When I first met my life partner over 30 years ago, it’s fair to say that she wasn’t a massive soccer fan. She liked watching the World Cup, certainly, and she knew enough about the Bundesliga to nurture a healthy dislike of Bayern Munich.

Soon, though, she resigned herself to being with someone who liked to spend midweek evenings watching European club tournaments. It didn’t take long for her to get hooked on the game (one of my lifetime achievements), but it was a struggle to explain over and again that these games involved three separate competitions.

Nonetheless, the definitions at that time were fairly simple:

The European Champions Cup: a competition for all the teams that had been champions of their domestic leagues the previous season.

The UEFA Cup: a competition for all the teams that had not been champions of their domestic leagues the previous season, but had come pretty close.

The European Cup Winners Cup: a competition for all the teams that had won their domestic cup competitions the previous season.

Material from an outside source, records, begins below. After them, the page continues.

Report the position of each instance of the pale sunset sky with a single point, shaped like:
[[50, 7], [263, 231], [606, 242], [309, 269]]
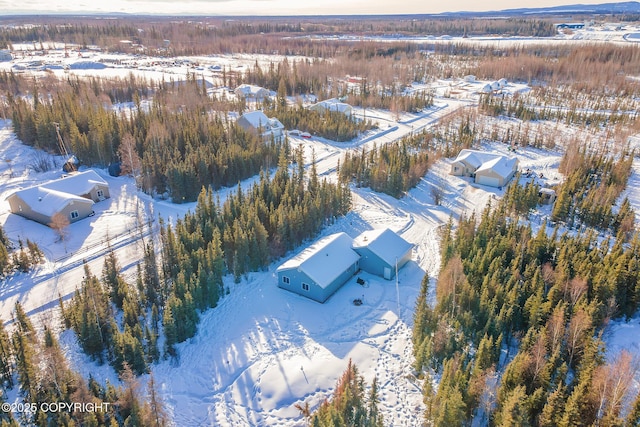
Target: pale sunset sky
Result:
[[272, 7]]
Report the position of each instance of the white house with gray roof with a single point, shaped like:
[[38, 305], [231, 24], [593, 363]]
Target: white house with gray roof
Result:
[[259, 124], [321, 269], [72, 196], [382, 252], [490, 169]]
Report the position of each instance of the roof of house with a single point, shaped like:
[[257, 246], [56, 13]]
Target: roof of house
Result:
[[52, 196], [251, 90], [503, 166], [325, 260], [334, 104], [384, 243], [258, 118], [473, 157], [47, 201], [76, 184]]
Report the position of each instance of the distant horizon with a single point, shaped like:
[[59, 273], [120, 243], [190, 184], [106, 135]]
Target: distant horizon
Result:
[[272, 7]]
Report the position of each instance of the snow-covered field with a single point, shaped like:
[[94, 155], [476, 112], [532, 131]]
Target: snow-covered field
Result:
[[263, 349]]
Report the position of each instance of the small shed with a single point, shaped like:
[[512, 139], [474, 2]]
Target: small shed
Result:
[[321, 269], [382, 252]]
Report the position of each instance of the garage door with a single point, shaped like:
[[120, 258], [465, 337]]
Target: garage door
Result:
[[487, 180]]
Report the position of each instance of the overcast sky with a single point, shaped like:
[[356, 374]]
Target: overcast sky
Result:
[[273, 7]]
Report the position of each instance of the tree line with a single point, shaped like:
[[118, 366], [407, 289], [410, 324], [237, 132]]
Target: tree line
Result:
[[393, 168], [516, 332], [36, 364]]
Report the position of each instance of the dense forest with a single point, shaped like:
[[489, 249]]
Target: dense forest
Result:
[[516, 334], [393, 168], [198, 35], [42, 374]]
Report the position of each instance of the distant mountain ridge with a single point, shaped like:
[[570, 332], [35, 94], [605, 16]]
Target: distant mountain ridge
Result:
[[572, 9]]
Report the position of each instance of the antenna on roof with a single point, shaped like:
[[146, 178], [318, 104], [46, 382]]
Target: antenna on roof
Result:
[[71, 164]]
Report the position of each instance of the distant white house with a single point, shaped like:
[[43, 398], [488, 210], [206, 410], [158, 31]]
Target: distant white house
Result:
[[258, 123], [321, 269], [382, 252], [5, 55], [489, 169], [253, 92], [72, 196], [332, 104], [486, 89]]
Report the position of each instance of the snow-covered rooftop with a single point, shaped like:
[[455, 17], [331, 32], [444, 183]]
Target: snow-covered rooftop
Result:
[[334, 104], [385, 243], [47, 201], [325, 260], [259, 119], [501, 165], [77, 184]]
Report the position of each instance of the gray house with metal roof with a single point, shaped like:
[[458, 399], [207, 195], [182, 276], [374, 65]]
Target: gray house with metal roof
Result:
[[382, 252], [72, 196], [321, 269]]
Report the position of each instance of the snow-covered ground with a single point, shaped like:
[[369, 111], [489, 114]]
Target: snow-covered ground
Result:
[[263, 349]]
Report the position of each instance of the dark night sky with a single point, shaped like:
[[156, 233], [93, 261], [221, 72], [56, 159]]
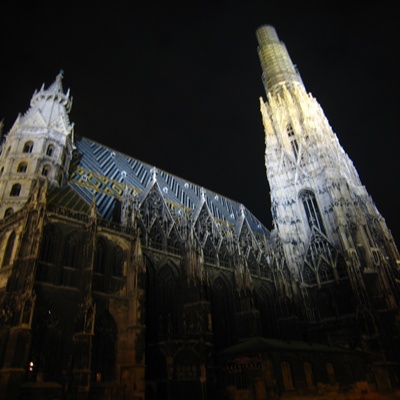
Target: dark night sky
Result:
[[177, 83]]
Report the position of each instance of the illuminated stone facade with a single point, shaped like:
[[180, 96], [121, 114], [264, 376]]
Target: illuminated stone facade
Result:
[[119, 280]]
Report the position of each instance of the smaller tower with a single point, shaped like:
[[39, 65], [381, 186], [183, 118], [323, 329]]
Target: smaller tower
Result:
[[38, 146]]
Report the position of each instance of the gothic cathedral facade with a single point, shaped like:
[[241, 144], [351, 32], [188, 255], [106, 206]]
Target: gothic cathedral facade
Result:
[[119, 280]]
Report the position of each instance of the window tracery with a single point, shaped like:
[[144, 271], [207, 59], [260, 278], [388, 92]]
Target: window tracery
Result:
[[292, 139], [9, 249], [312, 211], [22, 167], [15, 190], [28, 147]]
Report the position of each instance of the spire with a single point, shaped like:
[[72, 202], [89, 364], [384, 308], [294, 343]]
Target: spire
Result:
[[54, 92], [278, 69]]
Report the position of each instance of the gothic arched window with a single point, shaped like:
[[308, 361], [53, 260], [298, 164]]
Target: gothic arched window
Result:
[[287, 375], [22, 167], [104, 348], [15, 190], [47, 266], [69, 261], [28, 147], [45, 170], [9, 249], [311, 209], [8, 212], [100, 262], [292, 139], [50, 150]]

The knockout format was also very simple. These were cup competitions, after all. Teams would play each other home and away, and the team that had scored the most goals progressed to the next round. If the scores were level, away goals or penalty kicks were the decider. The final was a one-off game at a neutral venue. Well, except for the UEFA Cup, which was played over two legs, home and away, just like in the previous rounds. I’ve no idea why. Still, it was cool that teams who made it all the way to the final got to play half of that final in front of their own fans (until it was also made a single game in 1998).